Il lavoro già oggi occupa mediamente appena il 18% della nostra vita, ma fra 35 anni si ridurrà all’1% . Fa discutere la profezia contenuta nel video di Casaleggio Associati, avallata da scienziati e premi Nobel.

Per chi si fosse perso questo stupefacente video ecco qui il link:

Effettivamente l’automazione estrema della produzione in tutti i settori spinge le aziende a diventare smart companies, senza personale umano, o comunque senza il lavoro come eravamo abituati.

La vendite diventano automatizzate, auto, trattori e autobus si guidano da soli, i magazzinieri scompaiono, i bancari diventano esodati o consulenti blockchain, arrivano i ristoranti automatici, anche le prescrizioni mediche sono fatte dai robot. Una rivoluzione che si estende al mondo delle professioni.

Ma non tutti sono d’accordo rispetto alla alla “fine del lavoro” preconizzata per il 2054.

Prendiamo in passato l’introduzione dell’automobile. Sicuramente ha ridotto la quantità di personale richiesto per la gestione di cavalli e carrozze. Ma è evidente che, nonostante l’elevato impiego dell’automazione industriale e delle altre innovazioni, questo settore occupi lavoratori in un numero molto maggiore rispetto all’epoca degli spostamenti a trazione animale. 

Ossia l’innovazione distrugge lavori ma ne crea di nuovi in misura anche maggiore.

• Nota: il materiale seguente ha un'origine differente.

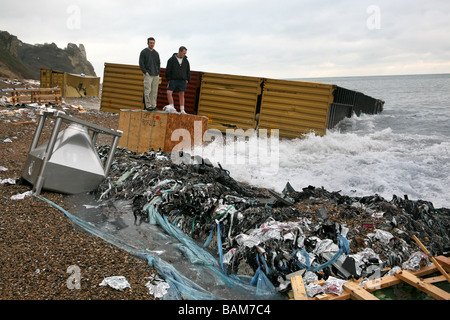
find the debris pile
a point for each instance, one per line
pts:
(313, 232)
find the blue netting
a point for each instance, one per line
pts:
(180, 286)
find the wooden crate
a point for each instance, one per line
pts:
(144, 130)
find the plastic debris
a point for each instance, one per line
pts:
(9, 181)
(157, 287)
(416, 261)
(267, 236)
(22, 196)
(334, 286)
(116, 282)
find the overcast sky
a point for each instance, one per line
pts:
(264, 38)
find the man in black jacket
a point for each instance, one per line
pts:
(178, 74)
(150, 65)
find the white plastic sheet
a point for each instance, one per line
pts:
(116, 282)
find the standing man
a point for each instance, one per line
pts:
(178, 74)
(150, 65)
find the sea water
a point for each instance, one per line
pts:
(405, 150)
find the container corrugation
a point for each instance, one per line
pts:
(295, 107)
(123, 88)
(190, 95)
(366, 104)
(229, 101)
(52, 79)
(337, 113)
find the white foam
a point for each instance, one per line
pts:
(360, 163)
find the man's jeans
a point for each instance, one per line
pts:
(150, 91)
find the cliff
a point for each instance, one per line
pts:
(23, 60)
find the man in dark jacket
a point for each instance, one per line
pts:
(150, 65)
(178, 74)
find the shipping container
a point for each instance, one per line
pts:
(229, 101)
(295, 107)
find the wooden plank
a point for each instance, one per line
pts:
(153, 131)
(124, 124)
(435, 279)
(298, 287)
(444, 262)
(357, 292)
(134, 130)
(428, 288)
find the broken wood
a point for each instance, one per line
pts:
(388, 281)
(357, 292)
(428, 288)
(425, 250)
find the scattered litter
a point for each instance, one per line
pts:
(116, 282)
(266, 235)
(8, 181)
(157, 287)
(334, 286)
(22, 195)
(416, 261)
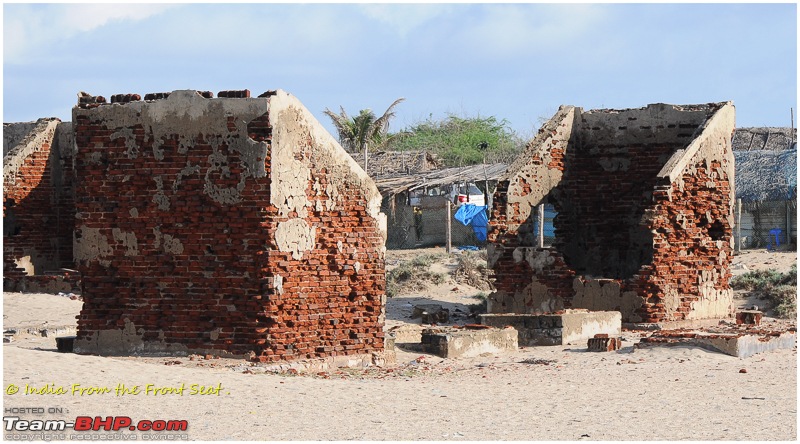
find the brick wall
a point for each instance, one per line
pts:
(225, 225)
(38, 207)
(644, 215)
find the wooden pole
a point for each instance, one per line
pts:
(738, 226)
(540, 210)
(449, 234)
(788, 225)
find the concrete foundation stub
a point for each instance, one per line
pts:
(467, 343)
(569, 327)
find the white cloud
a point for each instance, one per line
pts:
(404, 18)
(505, 30)
(28, 30)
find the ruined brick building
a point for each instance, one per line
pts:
(644, 201)
(229, 225)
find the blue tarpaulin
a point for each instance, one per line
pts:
(476, 216)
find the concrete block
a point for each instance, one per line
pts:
(571, 326)
(65, 344)
(739, 344)
(603, 343)
(449, 342)
(750, 317)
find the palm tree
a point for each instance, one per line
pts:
(364, 132)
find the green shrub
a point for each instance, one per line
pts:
(778, 289)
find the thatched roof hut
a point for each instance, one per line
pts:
(764, 138)
(766, 175)
(398, 163)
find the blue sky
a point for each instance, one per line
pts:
(514, 61)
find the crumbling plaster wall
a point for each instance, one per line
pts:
(38, 207)
(221, 225)
(606, 189)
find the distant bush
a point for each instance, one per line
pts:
(413, 275)
(472, 270)
(778, 289)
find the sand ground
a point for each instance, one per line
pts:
(534, 393)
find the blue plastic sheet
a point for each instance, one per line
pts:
(475, 216)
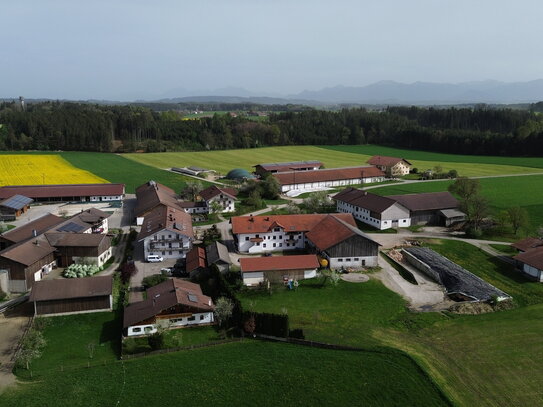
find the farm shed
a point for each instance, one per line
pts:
(530, 262)
(72, 295)
(13, 207)
(276, 269)
(66, 193)
(333, 177)
(172, 304)
(459, 284)
(425, 208)
(272, 168)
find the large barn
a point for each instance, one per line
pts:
(72, 296)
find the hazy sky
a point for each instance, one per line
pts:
(124, 49)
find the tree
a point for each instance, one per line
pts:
(192, 189)
(223, 309)
(518, 218)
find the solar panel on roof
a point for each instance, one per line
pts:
(71, 227)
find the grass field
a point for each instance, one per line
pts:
(339, 156)
(251, 373)
(502, 193)
(30, 169)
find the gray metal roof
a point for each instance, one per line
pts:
(16, 202)
(454, 278)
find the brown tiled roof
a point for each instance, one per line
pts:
(40, 225)
(426, 201)
(76, 239)
(166, 295)
(364, 199)
(196, 258)
(214, 190)
(528, 244)
(165, 217)
(332, 231)
(280, 167)
(28, 252)
(65, 288)
(152, 194)
(290, 223)
(62, 191)
(278, 263)
(533, 257)
(386, 161)
(332, 174)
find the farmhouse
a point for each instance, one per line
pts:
(72, 296)
(426, 208)
(32, 251)
(377, 211)
(343, 244)
(224, 197)
(13, 207)
(459, 284)
(172, 304)
(66, 193)
(272, 168)
(276, 269)
(166, 231)
(327, 178)
(391, 166)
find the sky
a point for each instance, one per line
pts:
(136, 49)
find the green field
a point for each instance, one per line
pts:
(502, 193)
(339, 156)
(251, 373)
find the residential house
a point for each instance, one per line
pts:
(391, 166)
(66, 193)
(72, 296)
(172, 304)
(340, 242)
(271, 168)
(277, 269)
(13, 207)
(328, 178)
(166, 231)
(377, 211)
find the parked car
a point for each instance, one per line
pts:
(154, 258)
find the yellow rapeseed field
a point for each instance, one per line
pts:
(27, 169)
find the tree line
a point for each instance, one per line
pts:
(127, 128)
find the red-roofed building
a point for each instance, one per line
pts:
(276, 269)
(391, 166)
(327, 178)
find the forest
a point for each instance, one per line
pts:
(71, 126)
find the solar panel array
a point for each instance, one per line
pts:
(16, 202)
(71, 227)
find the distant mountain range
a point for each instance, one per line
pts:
(379, 93)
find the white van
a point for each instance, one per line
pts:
(154, 258)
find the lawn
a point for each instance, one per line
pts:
(502, 193)
(32, 169)
(251, 373)
(339, 156)
(345, 314)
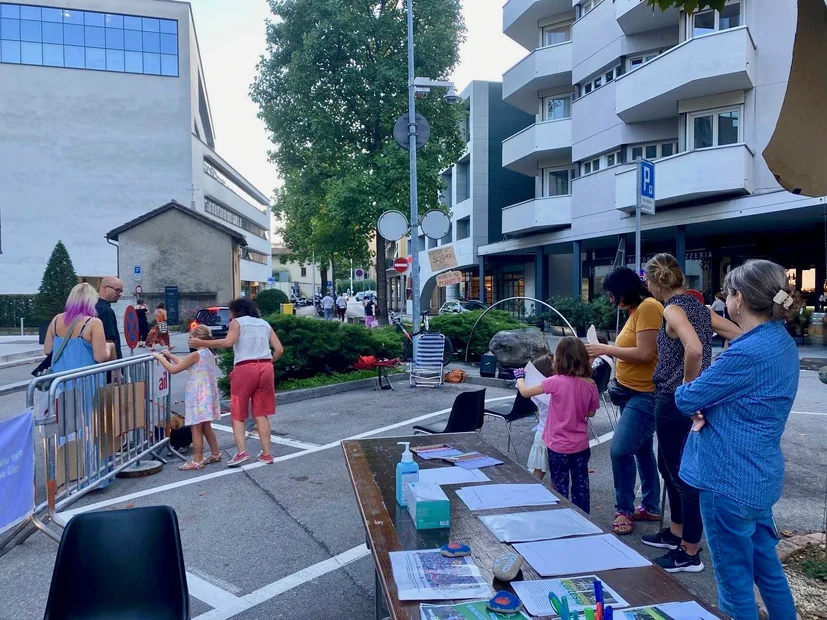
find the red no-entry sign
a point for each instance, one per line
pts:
(401, 265)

Certo è difficile che un benzinaio diventi ingegnere elettronico . Pero l’evoluzione è in atto e dobbiamo tenerne conto.

Cambia il lavoro ed evolvono i modelli di attività economica delle persone e delle professioni.

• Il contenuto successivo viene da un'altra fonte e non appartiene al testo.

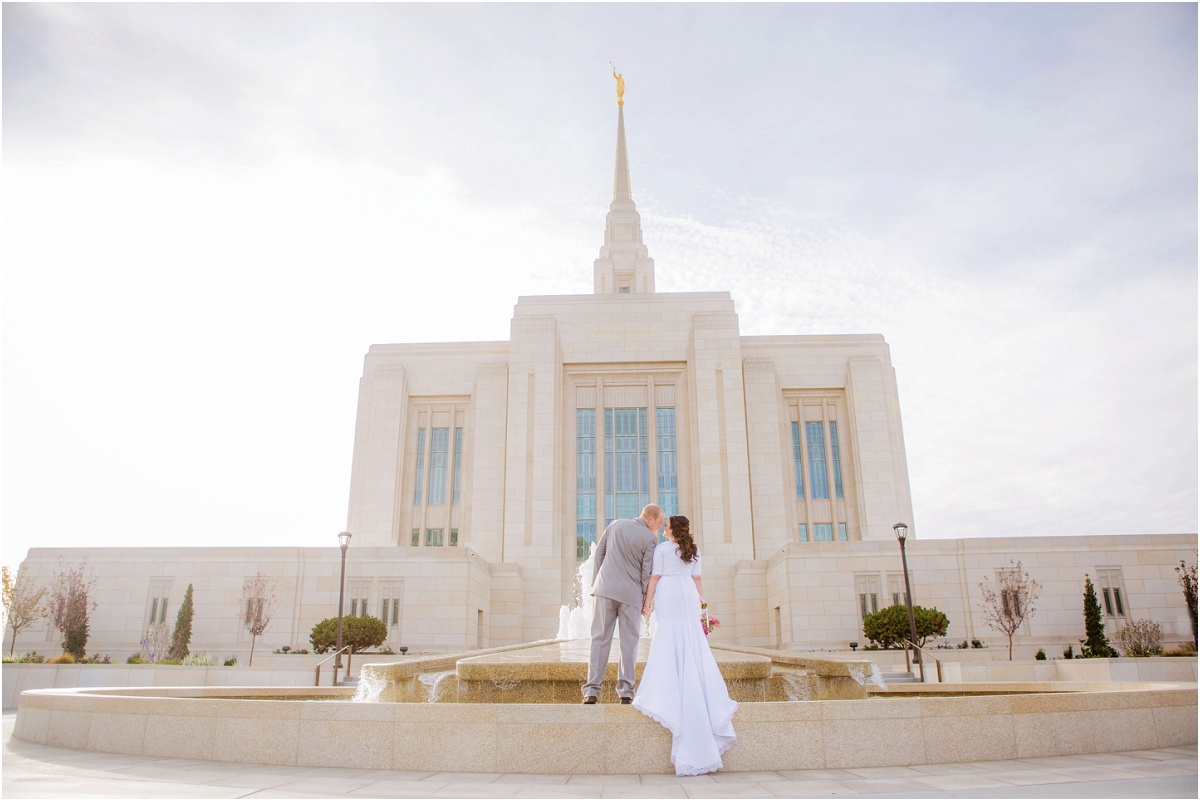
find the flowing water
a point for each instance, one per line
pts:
(873, 678)
(432, 682)
(370, 688)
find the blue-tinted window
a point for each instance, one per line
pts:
(420, 465)
(585, 481)
(669, 477)
(439, 452)
(817, 477)
(457, 465)
(837, 458)
(798, 461)
(627, 463)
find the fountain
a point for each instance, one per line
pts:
(516, 709)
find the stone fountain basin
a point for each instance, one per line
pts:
(555, 672)
(283, 726)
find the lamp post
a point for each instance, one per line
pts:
(901, 530)
(343, 540)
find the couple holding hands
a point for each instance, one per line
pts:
(682, 687)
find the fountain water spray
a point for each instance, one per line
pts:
(575, 621)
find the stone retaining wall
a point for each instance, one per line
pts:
(576, 739)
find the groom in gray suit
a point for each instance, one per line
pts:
(623, 560)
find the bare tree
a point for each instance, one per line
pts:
(1011, 603)
(258, 601)
(24, 603)
(71, 606)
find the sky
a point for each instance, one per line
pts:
(211, 211)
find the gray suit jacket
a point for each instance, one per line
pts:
(624, 556)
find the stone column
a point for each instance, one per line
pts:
(377, 473)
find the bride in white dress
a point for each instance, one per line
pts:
(682, 687)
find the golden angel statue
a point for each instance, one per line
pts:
(621, 85)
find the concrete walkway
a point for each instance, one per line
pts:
(35, 771)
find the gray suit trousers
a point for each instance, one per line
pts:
(609, 614)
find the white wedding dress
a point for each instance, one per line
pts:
(682, 687)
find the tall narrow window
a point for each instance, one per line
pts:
(160, 590)
(585, 481)
(798, 458)
(1110, 584)
(457, 465)
(867, 588)
(837, 459)
(669, 477)
(627, 463)
(389, 604)
(439, 450)
(817, 476)
(420, 467)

I lavori sicuri sono sempre più  quelli dove prevale il tocco umano. Le persone che guadagnano di più saranno quelle che riescono a interagire meglio sia con l’intelligenza artificiale delle banche dati che con le altre persone anche a distanza.  La formazione diventerà obbligatorio farla tutta la vita. Andare in ufficio o in fabbrica diventerà inutile perchè la gran parte delle attività sarà digitalizzata e svolta a distanza.

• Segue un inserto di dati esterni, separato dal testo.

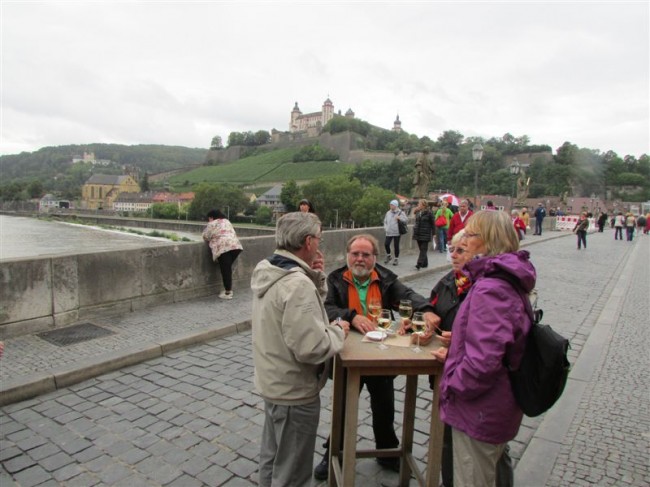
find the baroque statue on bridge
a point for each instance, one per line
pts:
(423, 173)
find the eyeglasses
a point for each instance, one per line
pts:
(364, 255)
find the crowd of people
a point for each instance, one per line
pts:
(302, 317)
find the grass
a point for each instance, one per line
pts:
(274, 166)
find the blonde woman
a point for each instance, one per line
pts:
(490, 328)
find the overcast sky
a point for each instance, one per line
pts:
(179, 73)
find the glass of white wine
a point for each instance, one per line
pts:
(405, 309)
(384, 322)
(374, 309)
(419, 328)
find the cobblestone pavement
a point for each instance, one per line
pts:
(191, 417)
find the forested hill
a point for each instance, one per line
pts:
(50, 162)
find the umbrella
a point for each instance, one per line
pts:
(450, 198)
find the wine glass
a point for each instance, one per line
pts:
(419, 327)
(374, 309)
(384, 322)
(405, 309)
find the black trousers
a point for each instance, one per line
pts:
(382, 405)
(226, 260)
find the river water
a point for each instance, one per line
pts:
(23, 237)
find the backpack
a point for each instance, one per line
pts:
(402, 227)
(542, 374)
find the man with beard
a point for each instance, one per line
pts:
(349, 290)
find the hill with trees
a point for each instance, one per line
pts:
(51, 170)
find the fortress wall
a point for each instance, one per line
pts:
(50, 292)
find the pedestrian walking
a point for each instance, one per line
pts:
(442, 219)
(225, 247)
(630, 226)
(580, 229)
(619, 223)
(293, 341)
(457, 222)
(391, 227)
(476, 399)
(540, 214)
(423, 232)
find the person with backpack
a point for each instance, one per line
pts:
(446, 297)
(423, 232)
(392, 220)
(442, 219)
(619, 223)
(580, 229)
(630, 225)
(489, 330)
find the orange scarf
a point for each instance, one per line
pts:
(374, 292)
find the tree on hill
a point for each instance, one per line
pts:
(249, 138)
(290, 195)
(216, 143)
(334, 198)
(225, 197)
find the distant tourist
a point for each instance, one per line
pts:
(306, 207)
(391, 227)
(225, 247)
(580, 229)
(540, 214)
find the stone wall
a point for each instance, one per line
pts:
(50, 292)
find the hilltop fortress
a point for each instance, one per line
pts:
(306, 129)
(311, 124)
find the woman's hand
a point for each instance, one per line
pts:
(445, 338)
(440, 355)
(404, 326)
(363, 324)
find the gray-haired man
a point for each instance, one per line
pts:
(292, 341)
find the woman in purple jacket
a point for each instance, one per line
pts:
(476, 399)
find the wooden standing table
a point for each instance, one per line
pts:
(362, 358)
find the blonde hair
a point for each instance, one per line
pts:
(457, 236)
(496, 231)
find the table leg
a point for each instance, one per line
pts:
(350, 431)
(337, 419)
(410, 395)
(435, 437)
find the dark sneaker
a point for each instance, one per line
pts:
(322, 470)
(389, 463)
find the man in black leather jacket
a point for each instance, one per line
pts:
(348, 290)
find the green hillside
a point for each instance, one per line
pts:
(271, 167)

La quota di reddito generata dal lavoro tradizionale è destinata progressivamente a diminuire.

Vale anche nel commercio internazionale. Qui l’evoluzione è già in atto: non conta quanto tempo lavori ma con quanta intelligenza ottieni risultati. Il valore si genera  senza muoversi da casa, mantenendo i contatti con altre persone , da ogni parte del mondo, accedendo a banche dati che selezionano sia i venditori che i compratori , gestendo sistemi e tecnologie per monitorare i comportamenti d’acquisto.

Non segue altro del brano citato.